June 19: Day 4: Making lunch and the Cortez Palace
A view of Cuernavaca from the Cortez palace. The cathedral where Sunday's Mariachi Mass took place can be seen around the middle of the picture
This is Aaron again. As I write, the activities mentioned in Michelle´s entry, making lunch and visiting the Cortez palace, have happened, and I am here to report they went magnificently! I think the pictures tell the story better than my words possibly could, and I have ample pictures to share from today, so this post will be minimal text, maximal photos.
Making a Mexican lunch at CCIDD
The students, characteristically, immediately assumed roles during lunch preparation today at CCIDD. Nyesha, Pachan, and Maya sliced and emptied avacadoes before smashing them into guacamole. Michael cut onions, Quan sliced tomatoes, and Myzel peeled then chopped cucumbers.
The girls prepare guacamole
Myzel laughs while chopping cucumbers
Quan slices tomatoes
The meal the students helped prepare
The Cortez Palace: A Modern Museum About Ancient Times
After lunch we took a walk into Cuernavaca to visit the spectacularly extensive Cortez palace. The palace, once home to infamous Spanish conqueror Cortez, is now a museum which covers the geological, political, and socal history of Cuernavaca for the last 10,000 years!
The skeletal remains of Cortez´ first wife, whom he had killed because she could not bear children, sits in a subterranean display case outside the entrance of the palace
A map in the Cortez palace showing historical migration patterns throughout the world
A view of a ground-level courtyard from the second story
A stone in the courtyard that was used for human sacrifices until approximately 500 years ago, after the death of Cortez
A map explaining Mexico´s ethnic history, including the Mayan and Aztec civilizations
Artwork in the Cortez palace
The former dungeons of Cortez´ palace are now sealed and barred, as demonstrated by this photo
Myzel and Michael observe an exhibit about Mexican agricultural practices approximately three centuries ago
After looking down the barrel of this cannon (once used on a pirate ship that raided English and French trade vessels,) Quan excaimed, ¨It still kind of smells like a bomb!¨
A photo from the 1960´s of the Tepozteco Pyramid, where we hiked just two days earlier!
Michael points at (fake) gold bars, the likes of which were once sought by Spanish conquistadors
Alfredo, our guide, lectures the whole C.E.S.A.R. group
Myzel and Michael likened this hoop from an ancient Mayan game to basketball. The game was something like modern soccer and basketball, except for one glaring difference: in this game, the losing team was required to commit suicide to appease the Gods!

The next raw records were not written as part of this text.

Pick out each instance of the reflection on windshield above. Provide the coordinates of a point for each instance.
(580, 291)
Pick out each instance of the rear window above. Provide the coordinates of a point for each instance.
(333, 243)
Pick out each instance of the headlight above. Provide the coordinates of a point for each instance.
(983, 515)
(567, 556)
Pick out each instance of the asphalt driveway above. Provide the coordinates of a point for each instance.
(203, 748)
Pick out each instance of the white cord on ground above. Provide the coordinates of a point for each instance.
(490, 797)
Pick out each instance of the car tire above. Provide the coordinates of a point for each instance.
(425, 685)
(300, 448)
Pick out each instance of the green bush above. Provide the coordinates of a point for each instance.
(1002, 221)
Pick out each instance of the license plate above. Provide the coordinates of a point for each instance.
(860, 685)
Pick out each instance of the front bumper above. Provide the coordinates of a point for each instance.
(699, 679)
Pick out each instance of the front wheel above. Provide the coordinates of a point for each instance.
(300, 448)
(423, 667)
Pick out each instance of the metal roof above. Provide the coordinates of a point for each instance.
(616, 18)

A picture of where this game could be played. Note the hoops on the middle left and right sides.
One hallway of the Cortez palace is decorated with an enormous mural painted by famed Mexican artist Diego Rivera. The financing of this mural was a gift from the United States to Mexico. The mural encompasses many aspects of Mexican history.

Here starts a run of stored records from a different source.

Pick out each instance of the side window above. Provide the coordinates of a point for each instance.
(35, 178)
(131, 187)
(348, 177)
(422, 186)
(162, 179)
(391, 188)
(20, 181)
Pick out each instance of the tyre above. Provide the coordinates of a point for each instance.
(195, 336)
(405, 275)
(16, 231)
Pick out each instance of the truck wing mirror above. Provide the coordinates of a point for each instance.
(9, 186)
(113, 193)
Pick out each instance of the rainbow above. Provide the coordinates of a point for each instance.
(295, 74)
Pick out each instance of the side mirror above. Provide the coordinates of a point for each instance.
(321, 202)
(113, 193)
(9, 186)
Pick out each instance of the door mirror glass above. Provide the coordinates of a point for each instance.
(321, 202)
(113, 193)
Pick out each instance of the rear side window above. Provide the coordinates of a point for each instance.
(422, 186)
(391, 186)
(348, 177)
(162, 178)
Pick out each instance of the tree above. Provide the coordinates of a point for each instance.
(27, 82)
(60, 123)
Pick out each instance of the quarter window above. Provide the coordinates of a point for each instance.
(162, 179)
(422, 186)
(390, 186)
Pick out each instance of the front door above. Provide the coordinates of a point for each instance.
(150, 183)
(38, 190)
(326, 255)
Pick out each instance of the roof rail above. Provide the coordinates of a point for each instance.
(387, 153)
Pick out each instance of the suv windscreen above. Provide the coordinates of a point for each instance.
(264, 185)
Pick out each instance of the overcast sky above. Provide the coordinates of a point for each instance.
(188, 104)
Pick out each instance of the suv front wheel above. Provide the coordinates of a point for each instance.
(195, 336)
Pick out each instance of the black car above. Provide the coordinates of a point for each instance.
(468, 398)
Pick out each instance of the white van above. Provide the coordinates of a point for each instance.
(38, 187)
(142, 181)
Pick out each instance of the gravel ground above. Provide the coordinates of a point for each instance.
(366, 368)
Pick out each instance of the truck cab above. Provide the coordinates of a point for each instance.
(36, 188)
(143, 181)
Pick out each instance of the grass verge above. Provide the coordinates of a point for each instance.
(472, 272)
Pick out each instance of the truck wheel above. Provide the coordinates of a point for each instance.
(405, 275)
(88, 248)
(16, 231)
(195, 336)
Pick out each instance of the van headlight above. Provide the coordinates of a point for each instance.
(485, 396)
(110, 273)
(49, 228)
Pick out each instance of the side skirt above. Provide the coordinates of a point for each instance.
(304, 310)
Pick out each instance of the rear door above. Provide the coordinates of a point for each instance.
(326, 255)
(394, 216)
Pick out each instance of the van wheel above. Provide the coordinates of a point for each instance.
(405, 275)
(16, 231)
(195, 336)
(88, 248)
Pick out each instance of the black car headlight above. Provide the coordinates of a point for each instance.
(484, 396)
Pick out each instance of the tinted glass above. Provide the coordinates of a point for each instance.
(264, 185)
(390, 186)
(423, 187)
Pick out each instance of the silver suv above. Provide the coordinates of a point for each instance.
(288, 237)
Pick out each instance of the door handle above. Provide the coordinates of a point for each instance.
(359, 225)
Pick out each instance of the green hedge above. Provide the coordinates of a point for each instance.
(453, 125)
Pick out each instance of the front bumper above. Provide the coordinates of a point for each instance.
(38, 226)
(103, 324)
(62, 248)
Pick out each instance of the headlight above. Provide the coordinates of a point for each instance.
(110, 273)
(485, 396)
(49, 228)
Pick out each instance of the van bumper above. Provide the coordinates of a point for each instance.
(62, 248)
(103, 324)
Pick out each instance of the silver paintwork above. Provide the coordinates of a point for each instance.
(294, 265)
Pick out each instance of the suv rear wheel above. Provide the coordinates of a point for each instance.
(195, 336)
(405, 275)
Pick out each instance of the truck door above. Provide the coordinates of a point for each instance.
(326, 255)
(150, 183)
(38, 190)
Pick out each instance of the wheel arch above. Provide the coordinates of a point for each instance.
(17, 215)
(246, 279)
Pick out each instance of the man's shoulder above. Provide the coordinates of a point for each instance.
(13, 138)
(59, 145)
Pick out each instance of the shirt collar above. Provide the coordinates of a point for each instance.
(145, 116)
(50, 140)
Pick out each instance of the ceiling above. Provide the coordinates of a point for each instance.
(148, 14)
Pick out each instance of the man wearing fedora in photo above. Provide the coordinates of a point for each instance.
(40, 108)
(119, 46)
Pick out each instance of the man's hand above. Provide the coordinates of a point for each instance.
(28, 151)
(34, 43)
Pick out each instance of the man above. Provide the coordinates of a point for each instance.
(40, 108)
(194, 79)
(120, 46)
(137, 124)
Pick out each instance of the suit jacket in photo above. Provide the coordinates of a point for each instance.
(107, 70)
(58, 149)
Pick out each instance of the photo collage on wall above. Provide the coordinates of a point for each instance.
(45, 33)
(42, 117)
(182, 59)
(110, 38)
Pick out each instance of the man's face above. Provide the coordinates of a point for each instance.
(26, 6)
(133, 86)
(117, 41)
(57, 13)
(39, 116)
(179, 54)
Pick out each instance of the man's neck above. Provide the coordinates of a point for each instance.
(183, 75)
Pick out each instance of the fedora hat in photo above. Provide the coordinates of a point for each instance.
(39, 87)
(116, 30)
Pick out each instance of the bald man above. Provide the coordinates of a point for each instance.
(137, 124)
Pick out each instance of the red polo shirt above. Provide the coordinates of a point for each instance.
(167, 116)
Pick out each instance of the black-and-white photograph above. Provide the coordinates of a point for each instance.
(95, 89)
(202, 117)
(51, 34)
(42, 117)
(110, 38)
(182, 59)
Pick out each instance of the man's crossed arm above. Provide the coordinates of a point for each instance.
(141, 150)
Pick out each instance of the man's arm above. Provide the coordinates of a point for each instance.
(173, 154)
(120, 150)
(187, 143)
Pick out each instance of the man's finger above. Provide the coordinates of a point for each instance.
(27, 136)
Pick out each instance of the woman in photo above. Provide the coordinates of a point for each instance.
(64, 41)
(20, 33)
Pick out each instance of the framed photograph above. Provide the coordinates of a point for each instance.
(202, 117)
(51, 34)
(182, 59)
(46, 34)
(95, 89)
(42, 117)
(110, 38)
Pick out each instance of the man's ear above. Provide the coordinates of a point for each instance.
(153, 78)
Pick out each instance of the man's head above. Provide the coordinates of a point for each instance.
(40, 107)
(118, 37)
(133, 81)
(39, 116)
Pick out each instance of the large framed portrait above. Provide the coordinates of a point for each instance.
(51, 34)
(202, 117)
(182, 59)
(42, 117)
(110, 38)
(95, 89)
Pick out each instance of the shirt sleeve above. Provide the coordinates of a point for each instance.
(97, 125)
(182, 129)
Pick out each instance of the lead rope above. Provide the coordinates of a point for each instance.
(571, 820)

A depiction of Spanish conquerors in one section of the mural
This section of the mural depicts a Mexican being branded, a brutal practice that occured in the early days of Spanish conquest
Various forms of currency used in Mexico throughout its history
Michael, Myzel, and Shacquan stand in front of an ancient artifact
Statues depicting middle-eastern ancient Arabian culture
A statue of Cortez himself
Quan observes an exhibit on Spanish conquistadors
That´s all, folks! (until tomorrow)
That just about does it for today. In the last few hours while I have updated the blog students have been discussing the implications and social roots of sexism, racism, and materialism and then being given an, ¨Introduction to Social Analysis,¨ which the students will be delving into over the next few days.
On a final note, Michelle mentioned in her post that we are at the halfway point, which is hard for me to believe. Given that we are halfway, and that my role in C.E.S.A.R. began recently, I feel compelled to put on the blog, (on the record permanent record, you could say!) how impressed I am by the students in this program. Despite being young, I am confident that every one of them is having a meaningful and, more than likely, life-changing experience. I have been especially taken aback by how responsibly they assume roles when it is time to clean, cook, or fulfill any other sort of chore. I find myself grateful on a daily basis to be a part of this program, and was wondering today what I´ll do with myself when my role in it is over! It truly is nothing but a pleasure to work for the C.E.S.A.R. organization and with the C.E.S.A.R. kids and, to any of you six who may be reading this, (this might show me if any of them are!) I hope you know how sincerely blown away I have been by you all. If you continue to take advantage of opportunities such as C.E.S.A.R., I have no doubt your lives will continue to be filled with rich, extraordinarily important experiences.
Anyhow, that´s all-for real this time!